C'était un point que Caspian n'avait pas osé soulever, bien qu'il s'en fût aussi rendu compte durant le rapport de Brüme. C'était bien le problème de cet événement malheureux, que les Narniens commençassent à douter de la capacité d'Alena à les secourir. Il ne pouvait que s'en vouloir d'avoir laissé les choses lui échapper avant même qu'elles n'eussent véritablement commencé. Il s'en voulait aussi de ne continuer à considérer Alena que sous le prisme de l'utilité. Le souci avec les gens utiles, c'est précisément qu'on se sert d'eux.

– Dans l'immédiat, le plus important est de faire en sorte que sa convalescence soit complète, conclut-il en s'adossant au dossier de sa chaise. Et le mieux pour cela est de l'isoler le temps qu'elle assimile correctement et entièrement la situation. Les autres regagneront le camp seuls. Toi, Nikabrik, Ripitchip, Alena et peut-être une ou deux autres personnes, nous formerons une petite escouade à l'arrière et nous les rejoindrons dès qu'Alena se sera entièrement remise. Nous pourrons alors faire appel à nos amis Griffons pour nous permettre de faire ce relais sans trop d'inquiétude. Ainsi, nous ne retarderons pas le groupe et nous risquerons moins d'être surpris au cas où Miraz aurait décidé de nous pourchasser. Je te laisse faire passer le message.

Brüme approuva cette décision et sortit commencer à en informer les autres afin qu'ils pussent prendre les dispositions nécessaires. En l'absence de la nymphe, Caspian quitta son bureau et vint au chevet de la malade, que les calmants avaient finalement achevé de tranquilliser. Une mince pellicule de sueur perlait sur son front détendu tandis qu'elle dormait, apparemment calme, sur les couvertures royales qu'elle avait dû repousser dans son sommeil.
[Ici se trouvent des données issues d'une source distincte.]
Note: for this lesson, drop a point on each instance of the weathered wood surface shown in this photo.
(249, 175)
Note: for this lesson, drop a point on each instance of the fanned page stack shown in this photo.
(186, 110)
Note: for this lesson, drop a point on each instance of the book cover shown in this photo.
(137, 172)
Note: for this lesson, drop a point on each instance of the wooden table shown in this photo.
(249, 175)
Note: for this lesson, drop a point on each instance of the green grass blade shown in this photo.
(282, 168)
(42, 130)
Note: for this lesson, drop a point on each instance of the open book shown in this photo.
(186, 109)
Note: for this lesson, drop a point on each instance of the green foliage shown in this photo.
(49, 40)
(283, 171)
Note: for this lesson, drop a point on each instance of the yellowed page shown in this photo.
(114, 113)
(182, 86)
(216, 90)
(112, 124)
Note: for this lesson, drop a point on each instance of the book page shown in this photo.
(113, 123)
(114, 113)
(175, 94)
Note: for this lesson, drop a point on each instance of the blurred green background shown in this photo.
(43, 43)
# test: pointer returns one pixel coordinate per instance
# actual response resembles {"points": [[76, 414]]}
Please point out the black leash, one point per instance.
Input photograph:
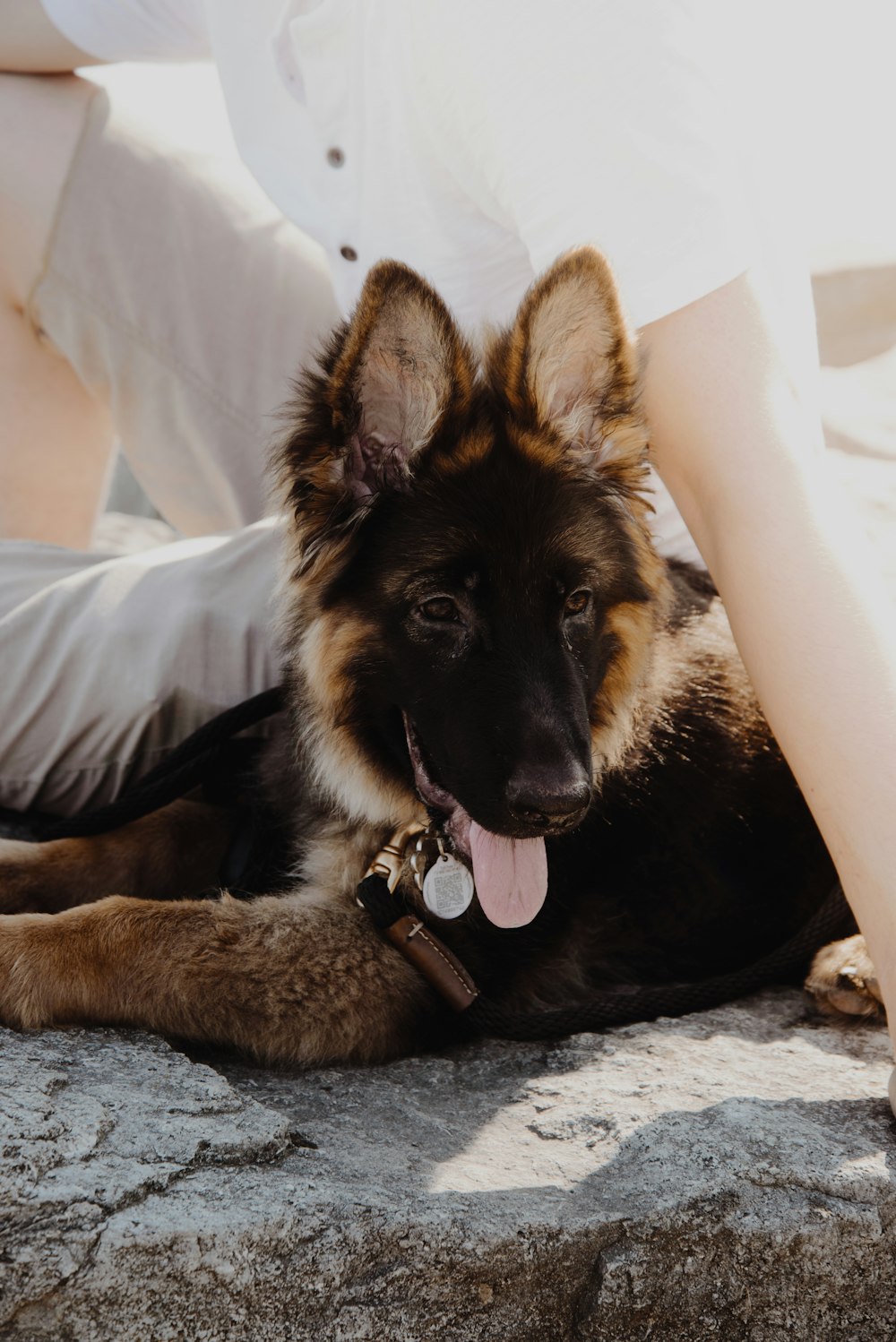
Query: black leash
{"points": [[194, 762], [620, 1005], [202, 756]]}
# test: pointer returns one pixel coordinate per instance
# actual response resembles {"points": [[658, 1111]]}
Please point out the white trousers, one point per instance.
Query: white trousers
{"points": [[188, 304], [183, 298]]}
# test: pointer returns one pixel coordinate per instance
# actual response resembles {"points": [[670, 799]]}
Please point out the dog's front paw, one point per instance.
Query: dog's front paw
{"points": [[842, 980]]}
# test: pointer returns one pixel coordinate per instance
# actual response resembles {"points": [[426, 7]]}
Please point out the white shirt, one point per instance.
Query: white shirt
{"points": [[474, 140]]}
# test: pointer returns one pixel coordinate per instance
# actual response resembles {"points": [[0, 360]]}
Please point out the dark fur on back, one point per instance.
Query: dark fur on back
{"points": [[475, 625], [698, 852]]}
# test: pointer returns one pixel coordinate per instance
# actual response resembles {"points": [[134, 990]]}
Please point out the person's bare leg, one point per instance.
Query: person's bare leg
{"points": [[56, 438]]}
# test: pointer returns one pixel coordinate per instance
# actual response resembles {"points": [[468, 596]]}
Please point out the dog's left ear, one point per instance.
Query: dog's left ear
{"points": [[570, 363], [402, 368]]}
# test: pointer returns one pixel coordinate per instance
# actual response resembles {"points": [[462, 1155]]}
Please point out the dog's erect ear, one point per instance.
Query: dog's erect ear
{"points": [[402, 366], [570, 363]]}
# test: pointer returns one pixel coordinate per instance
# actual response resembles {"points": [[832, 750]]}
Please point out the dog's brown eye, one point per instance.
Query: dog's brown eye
{"points": [[577, 603], [440, 608]]}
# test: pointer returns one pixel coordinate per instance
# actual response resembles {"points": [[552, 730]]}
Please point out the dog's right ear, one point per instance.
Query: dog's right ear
{"points": [[402, 368], [389, 380]]}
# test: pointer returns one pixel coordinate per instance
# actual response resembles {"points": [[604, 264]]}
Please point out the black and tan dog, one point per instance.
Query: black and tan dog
{"points": [[477, 632]]}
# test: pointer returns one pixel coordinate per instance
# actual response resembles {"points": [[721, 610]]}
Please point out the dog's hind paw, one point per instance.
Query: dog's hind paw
{"points": [[842, 980]]}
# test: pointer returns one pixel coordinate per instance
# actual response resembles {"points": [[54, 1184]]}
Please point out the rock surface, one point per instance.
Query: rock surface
{"points": [[728, 1174]]}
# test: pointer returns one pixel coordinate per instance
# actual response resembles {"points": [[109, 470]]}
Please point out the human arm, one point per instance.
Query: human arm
{"points": [[733, 436], [31, 43]]}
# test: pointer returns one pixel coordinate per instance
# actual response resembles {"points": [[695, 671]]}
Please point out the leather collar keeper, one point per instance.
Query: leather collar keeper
{"points": [[407, 932]]}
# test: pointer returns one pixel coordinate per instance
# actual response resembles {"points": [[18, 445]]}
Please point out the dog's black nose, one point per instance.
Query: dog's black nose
{"points": [[547, 799]]}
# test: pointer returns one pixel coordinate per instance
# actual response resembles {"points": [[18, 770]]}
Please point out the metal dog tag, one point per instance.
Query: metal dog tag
{"points": [[448, 887]]}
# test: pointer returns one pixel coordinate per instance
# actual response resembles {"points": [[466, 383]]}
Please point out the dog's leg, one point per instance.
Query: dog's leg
{"points": [[176, 849], [842, 980], [289, 978]]}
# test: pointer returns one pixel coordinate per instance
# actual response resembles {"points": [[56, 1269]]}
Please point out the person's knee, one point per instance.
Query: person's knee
{"points": [[40, 121]]}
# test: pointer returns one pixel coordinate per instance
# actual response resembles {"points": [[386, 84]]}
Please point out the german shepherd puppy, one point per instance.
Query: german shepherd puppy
{"points": [[478, 633]]}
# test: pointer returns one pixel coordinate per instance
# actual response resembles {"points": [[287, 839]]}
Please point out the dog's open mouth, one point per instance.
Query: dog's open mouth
{"points": [[510, 873]]}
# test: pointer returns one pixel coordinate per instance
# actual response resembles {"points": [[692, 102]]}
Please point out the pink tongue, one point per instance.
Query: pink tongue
{"points": [[510, 873]]}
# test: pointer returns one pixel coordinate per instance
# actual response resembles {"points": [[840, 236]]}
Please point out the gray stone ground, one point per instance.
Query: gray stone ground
{"points": [[730, 1174]]}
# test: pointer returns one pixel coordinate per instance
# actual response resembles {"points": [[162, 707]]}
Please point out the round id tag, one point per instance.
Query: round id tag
{"points": [[447, 887]]}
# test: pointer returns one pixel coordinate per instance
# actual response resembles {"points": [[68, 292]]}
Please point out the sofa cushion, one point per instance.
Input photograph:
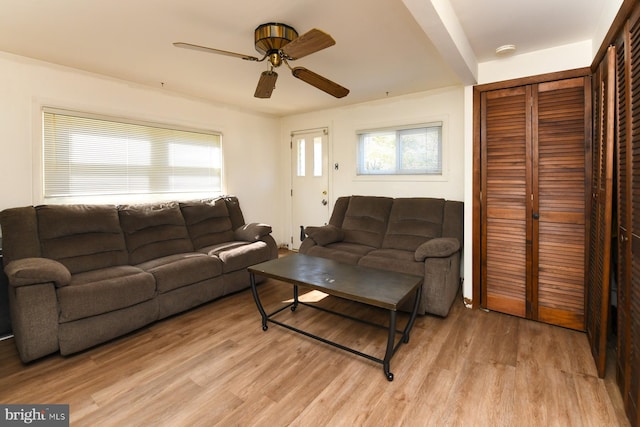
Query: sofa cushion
{"points": [[101, 291], [251, 232], [207, 221], [412, 222], [365, 220], [154, 231], [393, 260], [325, 234], [238, 255], [81, 237], [348, 253], [31, 271], [178, 270], [437, 248]]}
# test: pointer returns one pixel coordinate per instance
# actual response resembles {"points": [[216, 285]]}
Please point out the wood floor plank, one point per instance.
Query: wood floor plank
{"points": [[214, 365]]}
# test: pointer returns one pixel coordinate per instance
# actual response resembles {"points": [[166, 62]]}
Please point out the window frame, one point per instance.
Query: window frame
{"points": [[399, 174], [131, 197]]}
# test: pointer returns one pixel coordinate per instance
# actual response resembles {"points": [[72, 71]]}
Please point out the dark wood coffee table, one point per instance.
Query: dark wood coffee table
{"points": [[378, 288]]}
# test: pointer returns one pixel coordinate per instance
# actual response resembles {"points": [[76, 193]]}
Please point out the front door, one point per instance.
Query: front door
{"points": [[309, 182]]}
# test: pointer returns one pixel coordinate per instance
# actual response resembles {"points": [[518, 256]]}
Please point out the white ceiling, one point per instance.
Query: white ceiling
{"points": [[383, 47]]}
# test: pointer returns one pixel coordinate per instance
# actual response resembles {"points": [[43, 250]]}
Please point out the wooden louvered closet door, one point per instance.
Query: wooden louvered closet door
{"points": [[599, 265], [533, 142], [628, 204], [506, 168]]}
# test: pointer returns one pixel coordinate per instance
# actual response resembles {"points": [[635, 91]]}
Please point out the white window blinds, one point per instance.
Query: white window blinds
{"points": [[92, 156]]}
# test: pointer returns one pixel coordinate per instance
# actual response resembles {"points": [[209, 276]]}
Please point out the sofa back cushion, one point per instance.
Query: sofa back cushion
{"points": [[81, 237], [365, 220], [413, 221], [453, 222], [19, 234], [208, 222], [154, 230], [235, 213]]}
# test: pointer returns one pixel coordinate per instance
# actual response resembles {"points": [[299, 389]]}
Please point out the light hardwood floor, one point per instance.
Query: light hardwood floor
{"points": [[215, 366]]}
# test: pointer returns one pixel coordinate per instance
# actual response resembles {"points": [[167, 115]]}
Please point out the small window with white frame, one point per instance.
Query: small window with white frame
{"points": [[406, 150], [93, 158]]}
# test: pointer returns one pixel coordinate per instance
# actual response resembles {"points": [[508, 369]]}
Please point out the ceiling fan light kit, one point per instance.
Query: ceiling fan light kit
{"points": [[280, 43]]}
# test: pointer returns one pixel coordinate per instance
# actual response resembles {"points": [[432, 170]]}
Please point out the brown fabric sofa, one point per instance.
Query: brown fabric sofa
{"points": [[80, 275], [421, 236]]}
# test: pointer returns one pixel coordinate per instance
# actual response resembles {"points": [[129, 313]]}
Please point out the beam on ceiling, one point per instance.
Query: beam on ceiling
{"points": [[440, 23]]}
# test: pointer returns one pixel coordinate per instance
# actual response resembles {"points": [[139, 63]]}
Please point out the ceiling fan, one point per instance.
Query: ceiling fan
{"points": [[280, 43]]}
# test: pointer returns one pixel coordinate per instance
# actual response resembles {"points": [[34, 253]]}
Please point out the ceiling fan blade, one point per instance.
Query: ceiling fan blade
{"points": [[266, 84], [308, 43], [320, 82], [217, 51]]}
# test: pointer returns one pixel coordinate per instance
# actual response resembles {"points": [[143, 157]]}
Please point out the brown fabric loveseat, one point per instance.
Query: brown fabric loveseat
{"points": [[421, 236], [80, 275]]}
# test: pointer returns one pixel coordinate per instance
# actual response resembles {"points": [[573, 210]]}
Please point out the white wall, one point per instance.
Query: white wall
{"points": [[440, 105], [445, 104], [250, 141]]}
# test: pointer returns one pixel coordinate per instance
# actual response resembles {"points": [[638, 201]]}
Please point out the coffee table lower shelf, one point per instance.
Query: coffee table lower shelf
{"points": [[392, 346]]}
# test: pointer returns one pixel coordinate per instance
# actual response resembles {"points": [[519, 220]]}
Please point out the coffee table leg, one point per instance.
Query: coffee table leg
{"points": [[407, 328], [256, 298], [390, 344], [295, 298]]}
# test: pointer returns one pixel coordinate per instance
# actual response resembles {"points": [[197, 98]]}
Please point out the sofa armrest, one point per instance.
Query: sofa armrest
{"points": [[252, 232], [325, 234], [437, 248], [33, 271]]}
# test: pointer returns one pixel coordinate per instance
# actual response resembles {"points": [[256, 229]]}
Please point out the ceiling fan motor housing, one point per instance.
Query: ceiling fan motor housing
{"points": [[271, 37]]}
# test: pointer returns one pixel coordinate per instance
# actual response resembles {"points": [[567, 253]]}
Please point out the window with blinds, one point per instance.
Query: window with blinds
{"points": [[86, 156]]}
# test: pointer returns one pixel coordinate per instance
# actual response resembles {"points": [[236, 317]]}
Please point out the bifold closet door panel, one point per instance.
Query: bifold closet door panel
{"points": [[560, 117], [506, 182]]}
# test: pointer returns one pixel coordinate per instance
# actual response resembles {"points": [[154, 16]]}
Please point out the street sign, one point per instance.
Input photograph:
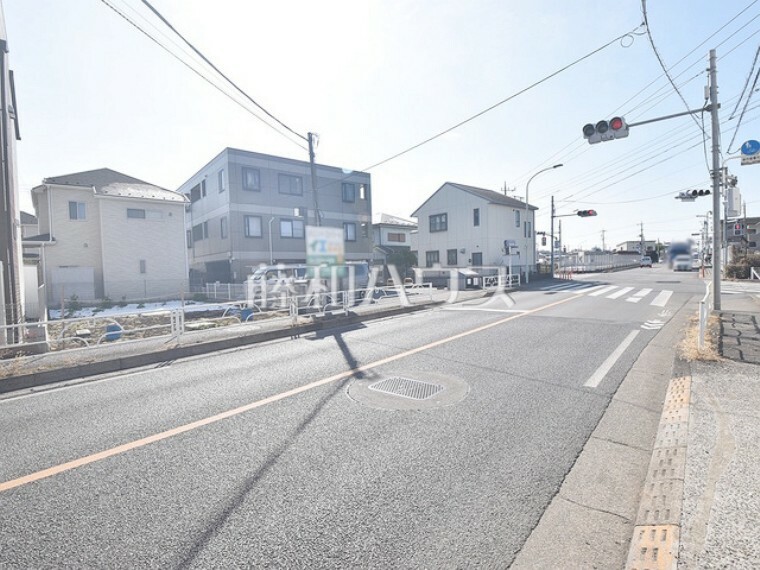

En dépit de la bienséance, il ne put réfréner sa curiosité et se mit à détailler les parties du corps visibles de la jeune femme. Les multiples cicatrices rosâtres qui parsemaient ses avant-bras et qui devaient toutes avoir une histoire bien à elles. La fine tache de naissance qu'elle avait sur la tempe droite et qu'on ne devait pas voir lorsqu'elle laissait ses cheveux détachés. La courbe de son nez qui remontait comme celui d'un furet malicieux et un peu gauche, et parsemé de petites taches brunes… Non, Alena n'avait décidément pas le visage de la chose la plus redoutable de l'empire.

Elle avait le visage de la simple fille qui n'avait pas eu de chance, et qui faisait de son mieux pour composer avec ce que la vie lui avait donné.


Hello !

Peut-on dire que je refais mon énième come-back ? Nous le dirons.

Un message tout particulier à Tibbyfande, qui attend patiemment un nouveau chapitre à chaque fois... Je suis vraiment désolée !

Il s'en est passé des choses depuis mon absence: j'ai trouvé un peu de travail et j'ai obtenu mon diplôme (et je rentre bientôt chez moi pour les vacances) !

Je peux donc désormais me remettre assidument à l'écriture - du moins je l'espère - à présent que je n'ai plus de réelles contraintes.

En espérant vous retrouver comme je vous ai laissés, en bonne forme et contents d'être là.